Tuesday, July 28, 2015

Music, themes, and collaboration

141 titles.  That's what my librarian pulled a single copy of and placed in binders.  I have dedicated the first week of August to music selection.  This is what I'm most anxious about getting started.  Once music is selected, I can begin preparations.  I will sit at the piano in my office, I still sing in each part, I will play the music while singing, I will wave my arms, and then I will sit in silence and hear the music in my head.

Conductors are crazy.  We wave our arms to the voices we are imaging in our heads.  And we convince people to trust our ideas of the music.  I'm so grateful for singers.  Of course, without them I would not have a choir.  But people love to sing, and then they join choir.  And they want to sing well and want to learn.

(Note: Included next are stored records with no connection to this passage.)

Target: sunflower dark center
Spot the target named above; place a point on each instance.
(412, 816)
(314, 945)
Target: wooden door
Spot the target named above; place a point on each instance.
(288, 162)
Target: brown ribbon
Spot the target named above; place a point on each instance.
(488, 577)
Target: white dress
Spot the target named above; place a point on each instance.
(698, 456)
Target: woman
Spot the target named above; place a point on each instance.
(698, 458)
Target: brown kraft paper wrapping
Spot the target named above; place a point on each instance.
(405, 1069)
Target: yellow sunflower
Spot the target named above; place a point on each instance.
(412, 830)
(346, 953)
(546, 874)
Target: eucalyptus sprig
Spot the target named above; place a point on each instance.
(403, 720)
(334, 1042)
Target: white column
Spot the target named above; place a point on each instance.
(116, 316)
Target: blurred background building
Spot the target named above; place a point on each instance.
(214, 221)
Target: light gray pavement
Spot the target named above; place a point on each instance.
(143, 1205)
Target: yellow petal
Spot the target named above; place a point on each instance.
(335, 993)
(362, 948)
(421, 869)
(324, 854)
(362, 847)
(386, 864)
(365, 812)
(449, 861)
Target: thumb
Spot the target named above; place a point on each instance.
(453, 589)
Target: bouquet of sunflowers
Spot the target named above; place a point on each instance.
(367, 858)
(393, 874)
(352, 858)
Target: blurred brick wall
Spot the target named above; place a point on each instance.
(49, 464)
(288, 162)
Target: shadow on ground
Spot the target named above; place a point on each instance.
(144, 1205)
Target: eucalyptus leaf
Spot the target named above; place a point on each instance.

Choir auditions are in less than a month.  It's a fairly normal audition process, with sight reading and singing a solo selection and pitch recall.  They will also each prepare a excerpt from the Gloria in Haydn's Harmoniemesse.  The collaborative artist faculty member is going to play, and she invited one of her students to play as well, which means I will get to also work with a young collaborative artist.  I enjoy that!

A few other things I know will be on the docket this fall: Stanford's "Beati Quorum Via," Haydn's "Der Greis," Elgar's "My Love Dwelt in a Northern Land," Eberlin's "Christus factus est," Senfl's "Das G'läut zu Speyer," and I'm hoping a Czech madrigal.  I'm looking at some English choral/organ stuff for my non-auditioned choir.  I have a huge list of potential pieces, but I'd like to narrow down a theme.  I am finding it difficult to pick a theme, mainly because I do not know my choirs and want to make sure the music I select is appropriate.  I think I will likely come up with two programs for the October concert: One program will be "safe" music I know that each choir should be able to do, and the other program will be what I hope the choirs will be able to do according to what I think they should be able to do.  Unfortunately, because the program needs some TLC, it might limit the first concert.

I am more and more convinced, however, that it is going to be a great year.  The students seem eager to learn.  They want to do well.  They want to have expectations placed on them.  The head of the voice department is also doing great things, so I also think that what the voice teachers are doing will work in tandem with the growing choral program.

It's a good time to be a Maverick.  (The UNO kind, not the Sarah Palin kind).